Note how in the above code, we reuse the distances set globally, and how checking whether a vertex has been explored earlier is replaced by the more efficient checking of its distance.

For double-checking the implementation on a few examples, we can once again look at small random graphs:

In [None]:
import networkx as nx
%matplotlib inline

# random graph G
G = nx.gnp_random_graph(7, 0.25)

# draw G
vx_pos =  nx.circular_layout(G)
nx.draw(G, with_labels = True, pos = vx_pos)

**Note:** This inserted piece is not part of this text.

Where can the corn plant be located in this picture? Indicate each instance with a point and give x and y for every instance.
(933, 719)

# count components and print result
comp = count_cc_fast(G)
print(comp)

To compare running times of our two implementations, we run a similar experiment as earlier, namely on random graphs with $n$ vertices and edge probability $p=\frac{\log n}{10n}$. Note that it is important to redo calculations for the first implementation, as well, to get comparable results on the same instances.

In [None]:
import math
import time
import networkx as nx

# number of vertices for the random graphs
nn = [math.floor(math.pow(10,0.5*i)) for i in range(2,8)]
sizes = [] # list for storing graph sizes |V|+|E| 
times = [] # list for storing measured execution times (count_cc)
times_fast = [] # list for storing measured execution times (count_cc_fast)

for n in nn:
    # generate random graph
    G = nx.gnp_random_graph(n, 0.1*math.log(n)/n)
    # store size
    sizes = sizes + [G.number_of_nodes() + G.number_of_edges()]
    # measure execution time of count_cc
    start_time = time.time()
    count_cc(G)
    end_time = time.time()
    # measure execution time of count_cc_fast
    start_time_fast = time.time()
    count_cc_fast(G)
    end_time_fast = time.time()
    # store times
    times = times + [end_time - start_time]
    times_fast = times_fast + [end_time_fast - start_time_fast]

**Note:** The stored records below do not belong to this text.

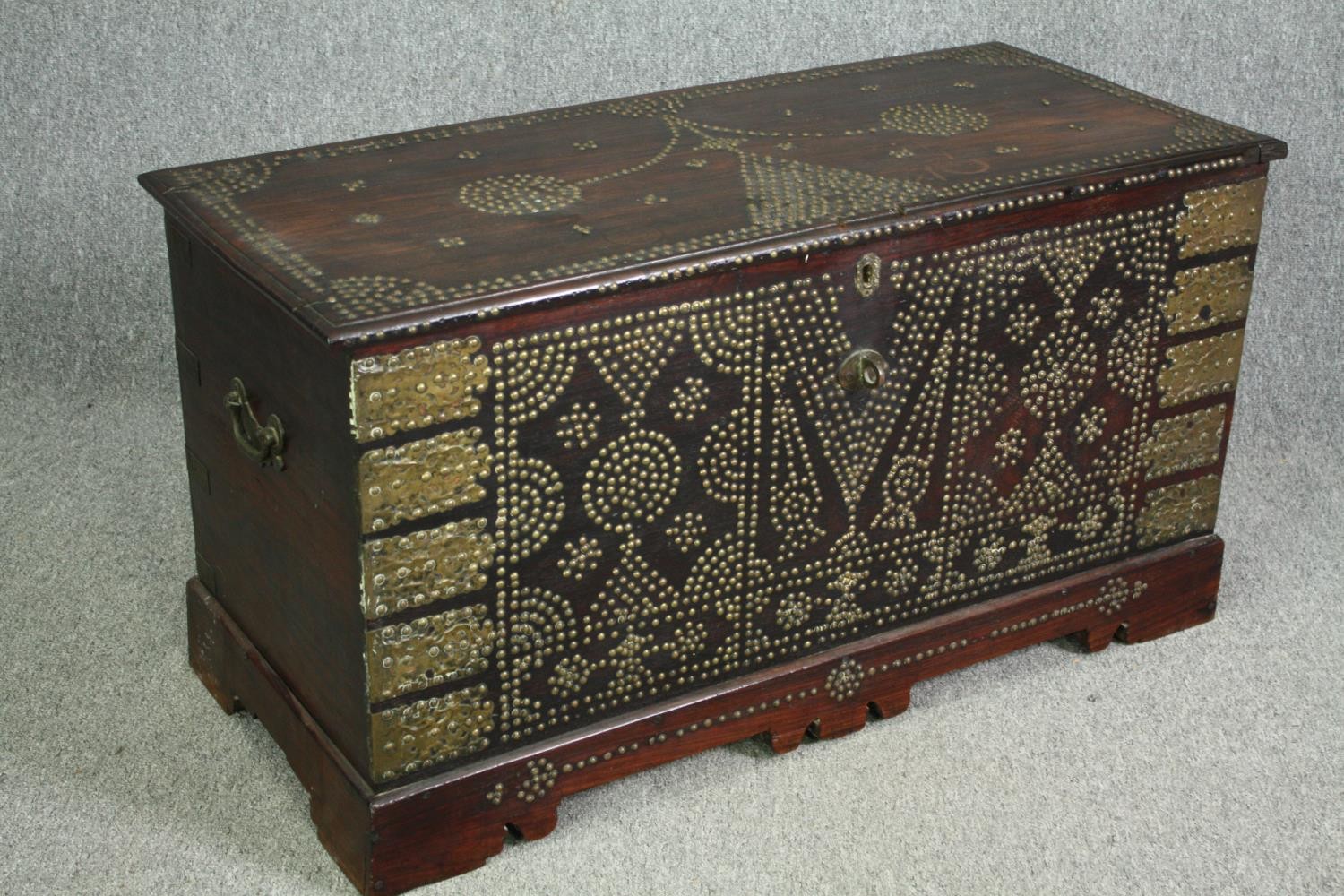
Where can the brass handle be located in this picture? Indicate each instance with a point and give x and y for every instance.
(263, 444)
(863, 368)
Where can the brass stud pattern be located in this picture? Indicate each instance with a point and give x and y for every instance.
(578, 427)
(935, 118)
(426, 651)
(1116, 592)
(843, 681)
(421, 478)
(540, 778)
(632, 479)
(1185, 443)
(518, 194)
(1176, 511)
(581, 556)
(1204, 367)
(687, 530)
(1220, 218)
(427, 732)
(688, 400)
(426, 565)
(1210, 296)
(776, 576)
(417, 387)
(218, 185)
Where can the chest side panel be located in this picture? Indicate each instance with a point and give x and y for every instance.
(683, 490)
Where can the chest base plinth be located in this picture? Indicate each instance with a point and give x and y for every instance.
(438, 826)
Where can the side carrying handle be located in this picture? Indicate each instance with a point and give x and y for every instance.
(263, 444)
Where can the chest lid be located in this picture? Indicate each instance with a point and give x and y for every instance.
(370, 238)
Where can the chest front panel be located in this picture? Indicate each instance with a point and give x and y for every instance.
(677, 495)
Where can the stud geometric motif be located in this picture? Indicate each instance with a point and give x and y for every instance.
(935, 118)
(771, 551)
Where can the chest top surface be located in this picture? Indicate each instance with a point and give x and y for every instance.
(381, 236)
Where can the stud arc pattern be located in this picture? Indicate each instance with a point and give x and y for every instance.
(785, 514)
(787, 172)
(1059, 411)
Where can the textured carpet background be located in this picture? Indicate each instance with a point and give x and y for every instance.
(1209, 762)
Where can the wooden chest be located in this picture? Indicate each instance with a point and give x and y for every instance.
(534, 452)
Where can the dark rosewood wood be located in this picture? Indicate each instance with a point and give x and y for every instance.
(734, 214)
(623, 191)
(279, 547)
(452, 823)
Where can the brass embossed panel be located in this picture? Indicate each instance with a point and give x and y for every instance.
(1201, 368)
(418, 478)
(1210, 296)
(427, 732)
(1220, 218)
(417, 387)
(427, 651)
(421, 567)
(1176, 511)
(1185, 443)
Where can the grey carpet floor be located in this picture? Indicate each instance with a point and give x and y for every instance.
(1209, 762)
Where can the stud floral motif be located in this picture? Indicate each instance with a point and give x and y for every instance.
(844, 680)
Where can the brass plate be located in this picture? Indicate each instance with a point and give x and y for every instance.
(1185, 443)
(418, 478)
(1176, 511)
(1199, 368)
(427, 651)
(1210, 296)
(427, 565)
(1220, 218)
(426, 732)
(417, 387)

Plotting follows the code seen earlier:

In [None]:
import matplotlib.pyplot as plt
%matplotlib inline

# plot measured data
plt.plot(sizes, times, 'x-', 
         label = "measured execution times (count_cc)")
plt.plot(sizes, times_fast, 'x-', 
         label = "measured execution times (count_cc_fast)")
# plot references for linear and quadratic growth
#   (scaled to be aligned with data at first measurment)
plt.plot(sizes, [s*times_fast[0]/sizes[0] for s in sizes], '--', 
         label = 'reference for growth $O(|V|+|E|)$')
plt.plot(sizes, [math.pow(s,2)*times[0]/math.pow(sizes[0],2) for s in sizes], '--', 
         label = 'reference for growth $O((|V|+|E|)^2)$')
# logarithmic scale for axes
plt.xscale('log')
plt.yscale('log')
# title, axis labels, legend placement
plt.title('Execution time of component counting')
plt.xlabel('$|V|+|E|$')
plt.ylabel('execution time [s]')
plt.legend(loc = 'best')
# display plot
plt.savefig('measuringRunningTime_comparison')
plt.show()

A typical plot might look like this:

![](measuringRunningTime_comparison.png)

One can clearly see that the execution times of the old implementation follow the reference for quadratic growth, while the the execution times of the new implementation follow the reference for linear growth, thus indicating that the issues with quadratic running time are resolved.